こういった事業所の場合、訪問できる利用者さんは限られてしまい、利用者さんの数も少ない傾向にあります。
もし利用者さんが亡くなったり、入院してしまったりすると、売り上げに響いてしまい、働いているスタッフのお給料にも影響します。
小さな事業所は、経営が不安定になりがちなので、安定した収入を求める方は、10名以上の看護師が働く、比較的規模の大きい訪問看護ステーションを見つけるといいかもしれません。
また、給与面でいえば「年俸制」なのか「歩合制」なのかというのも重要なポイントです。
年俸制の場合は、前年度の実績や経験によって仕事が評価され、次年度に支払われる給与額が決められます。
ところが、歩合制の場合は訪問した回数=仕事量に給与が左右されるので、より不安定になりやすいです。
こういった面にも注意して、職場選びをする必要があります。
3.都心の場合は、自転車での訪問となるため、ちょっと大変
地方での訪問看護の場合、自動車での移動がメジャー。
ところが、都心での訪問看護の場合、電動自転車を使っての移動が一般的です。
天候が悪い日でも、ケアを待っている利用者さんのために移動しなければならないので、自転車での訪問を行う職場だと、結構大変かもしれません。
③訪問看護師が求められるスキル
訪問看護師がおこなうケアは、多岐にわたります。
そのため、幅広い知識やスキルが求められますが、最初からすべてのスキルを持っておかなければならないというわけではないので、安心してください。

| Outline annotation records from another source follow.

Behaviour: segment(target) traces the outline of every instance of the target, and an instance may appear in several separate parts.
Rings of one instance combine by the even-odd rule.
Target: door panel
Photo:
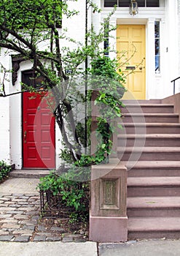
[[[55,118],[42,95],[23,96],[23,167],[54,168]]]
[[[144,25],[118,25],[117,50],[120,68],[127,75],[125,87],[137,99],[146,98]]]

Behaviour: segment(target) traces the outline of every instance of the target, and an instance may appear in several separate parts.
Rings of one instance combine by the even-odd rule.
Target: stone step
[[[180,124],[174,123],[119,123],[120,134],[180,134]]]
[[[122,108],[122,113],[173,113],[173,105],[171,104],[126,104],[125,108]]]
[[[117,147],[122,161],[179,161],[180,147]]]
[[[50,170],[15,169],[9,173],[9,176],[14,178],[39,178],[49,173]]]
[[[157,99],[122,99],[122,103],[125,105],[128,104],[136,104],[136,105],[141,105],[141,104],[161,104],[162,100]]]
[[[174,113],[124,113],[125,123],[178,123],[179,115]]]
[[[179,217],[129,218],[128,238],[179,238]]]
[[[118,135],[117,146],[180,146],[180,134]]]
[[[122,162],[127,166],[128,177],[180,176],[180,161]]]
[[[179,217],[180,197],[128,197],[128,217]]]
[[[180,177],[128,177],[128,197],[179,197]]]

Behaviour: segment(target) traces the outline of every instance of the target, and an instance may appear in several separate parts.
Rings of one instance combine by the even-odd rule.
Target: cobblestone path
[[[85,241],[83,235],[67,233],[60,227],[46,227],[39,217],[39,196],[35,194],[0,195],[0,241]]]

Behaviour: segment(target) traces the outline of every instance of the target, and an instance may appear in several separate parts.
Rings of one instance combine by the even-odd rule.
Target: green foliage
[[[71,221],[87,221],[89,214],[90,184],[69,179],[72,172],[58,176],[51,172],[48,176],[40,178],[38,189],[40,191],[50,192],[54,196],[58,195],[60,206],[70,210]],[[67,178],[69,178],[67,179]]]
[[[5,162],[0,161],[0,182],[8,177],[8,173],[12,170],[10,165]]]

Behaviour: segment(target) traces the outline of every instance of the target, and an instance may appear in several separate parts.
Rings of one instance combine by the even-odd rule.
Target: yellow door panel
[[[117,50],[120,68],[127,75],[126,88],[136,99],[145,99],[145,26],[118,25]]]

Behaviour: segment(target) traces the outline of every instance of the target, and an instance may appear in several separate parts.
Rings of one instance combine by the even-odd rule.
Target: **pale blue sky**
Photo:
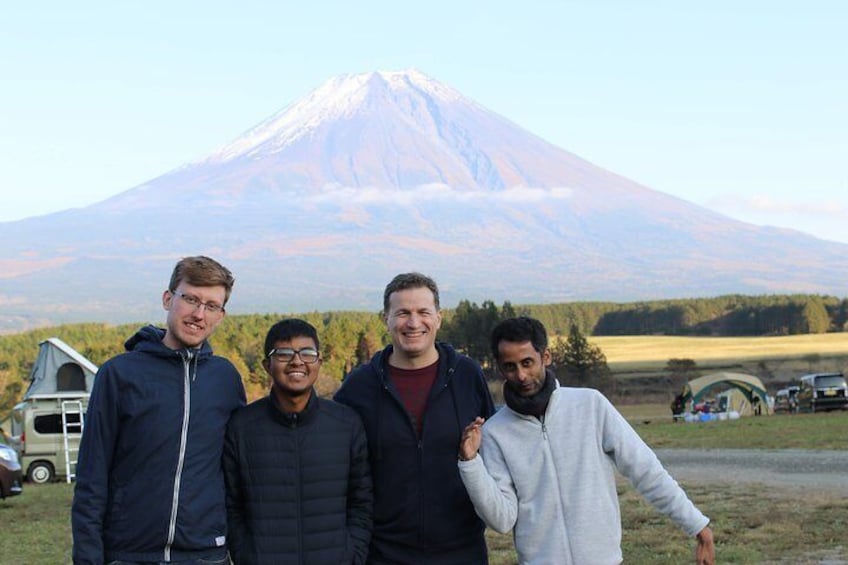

1つだけ必要なスキルを挙げるとするならば、熱意とコミュニケーションスキルでしょうか。
訪問看護師は、利用者さんと深いコミュニケーションを行うことになります。
患者さんにより寄り添い、満足いただくためには、どのようなケア・コミュニケーションを行えばいいのか。
熱意をもって取り組める方が、この仕事に向いていると言えるでしょう。